Web Design Continued . . .
A couple weeks ago I posted a short and sweet post about not copying the poor web design that other people do really well. (See Web Design: The Good, the Bad, and the Downright Ugly.) I wanted to continue that discussion today with a link to an article that went out in the FrontPage Insider Newsletter today called, 9 things not to have on your Web site. (If you want a subscription to the newsletter, register at Office Newsletters.
I've seen many questions in newsgroups and other customer posts about how to design Web pages. As the author of this article, Jeff Wuorio, points out, you can find a lot of people telling you what you should do (and sometimes that advise may be conflicting), but rarely do you find articles that tell you what NOT to do. This article lists nine things that you should NOT do with your Web site.
Wuorio talks about Flash animations, sound, and posting your photo on your home page, among other things. My post about adding sound to your web pages told you what I think of pages that have sound. Wuorio mentions Flash animations, but I want to include any animation, including GIF animations, that have a large file size, take a long time to load, and fight for attention with other images and animations that exist on the same page. Not cool.
Personally, I rarely like animations, Flash or otherwise, and I've rarely seen them done really well. Animations usually tell me one of two things: (1) someone is trying to sell me something, or (2) the person who designed the page is an amateur. (Or it may tell me that the person is really smart and bored to death: for example, the animation of the clock that follows the mouse cursor.) I've seen, as I'm sure you have, pages that use animated bullets in a bulleted list. Ugh! Okay, for a beginner, this may seem really cool, but if you are trying to sell something or have something important to say, don't do it. And if you are ever inclinded to using the animated bullets that come with Office on your Web site, just say NO. Please!

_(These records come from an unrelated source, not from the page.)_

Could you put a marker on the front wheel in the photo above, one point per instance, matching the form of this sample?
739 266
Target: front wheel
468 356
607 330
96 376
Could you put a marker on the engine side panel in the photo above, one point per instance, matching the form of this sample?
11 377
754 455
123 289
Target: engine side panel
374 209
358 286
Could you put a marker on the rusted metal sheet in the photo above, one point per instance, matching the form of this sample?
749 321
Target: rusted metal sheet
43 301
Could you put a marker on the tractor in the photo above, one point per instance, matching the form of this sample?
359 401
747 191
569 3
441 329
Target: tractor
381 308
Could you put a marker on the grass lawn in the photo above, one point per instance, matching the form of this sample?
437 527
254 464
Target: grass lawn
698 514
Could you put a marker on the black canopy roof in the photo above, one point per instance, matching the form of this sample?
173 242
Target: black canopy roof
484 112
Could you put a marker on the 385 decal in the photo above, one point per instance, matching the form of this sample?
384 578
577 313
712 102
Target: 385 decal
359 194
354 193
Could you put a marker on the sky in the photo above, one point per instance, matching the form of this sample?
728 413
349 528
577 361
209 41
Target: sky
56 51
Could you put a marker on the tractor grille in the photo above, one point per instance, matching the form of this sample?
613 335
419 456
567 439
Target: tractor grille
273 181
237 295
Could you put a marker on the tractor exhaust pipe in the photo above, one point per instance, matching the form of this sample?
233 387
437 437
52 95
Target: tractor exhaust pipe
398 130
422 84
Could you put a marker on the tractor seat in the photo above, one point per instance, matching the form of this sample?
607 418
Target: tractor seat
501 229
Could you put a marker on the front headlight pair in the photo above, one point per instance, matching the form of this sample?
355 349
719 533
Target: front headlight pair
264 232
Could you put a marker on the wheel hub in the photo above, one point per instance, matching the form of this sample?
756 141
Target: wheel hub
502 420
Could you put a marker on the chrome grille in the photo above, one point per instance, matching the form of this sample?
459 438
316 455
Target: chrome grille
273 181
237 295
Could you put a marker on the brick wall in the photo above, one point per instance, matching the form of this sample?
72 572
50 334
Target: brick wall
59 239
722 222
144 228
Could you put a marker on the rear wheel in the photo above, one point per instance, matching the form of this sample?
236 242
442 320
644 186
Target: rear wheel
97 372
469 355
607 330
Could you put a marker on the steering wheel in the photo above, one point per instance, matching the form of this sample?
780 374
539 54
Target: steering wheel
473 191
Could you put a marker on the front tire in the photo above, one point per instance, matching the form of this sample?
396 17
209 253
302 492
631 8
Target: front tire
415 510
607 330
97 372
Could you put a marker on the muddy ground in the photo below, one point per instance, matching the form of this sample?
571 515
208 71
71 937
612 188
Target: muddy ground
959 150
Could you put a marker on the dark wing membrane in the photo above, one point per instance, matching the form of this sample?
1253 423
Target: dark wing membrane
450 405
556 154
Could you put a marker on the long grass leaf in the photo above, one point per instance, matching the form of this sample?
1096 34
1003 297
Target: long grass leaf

I think part of the problem is that some people design a Web site, with it's accompanying animations, like they would design a PowerPoint presentation. These are two different things. In front of an audience (the right audience), animated presentations can provide a humorous context for what the speaker is saying. On a Web site, if the audience doesn't understand the humorous context, the joke just falls flat. There's no fun in watching a comic die on stage, and there's no fun looking through a Web site that closely follows every rule of what NOT to do.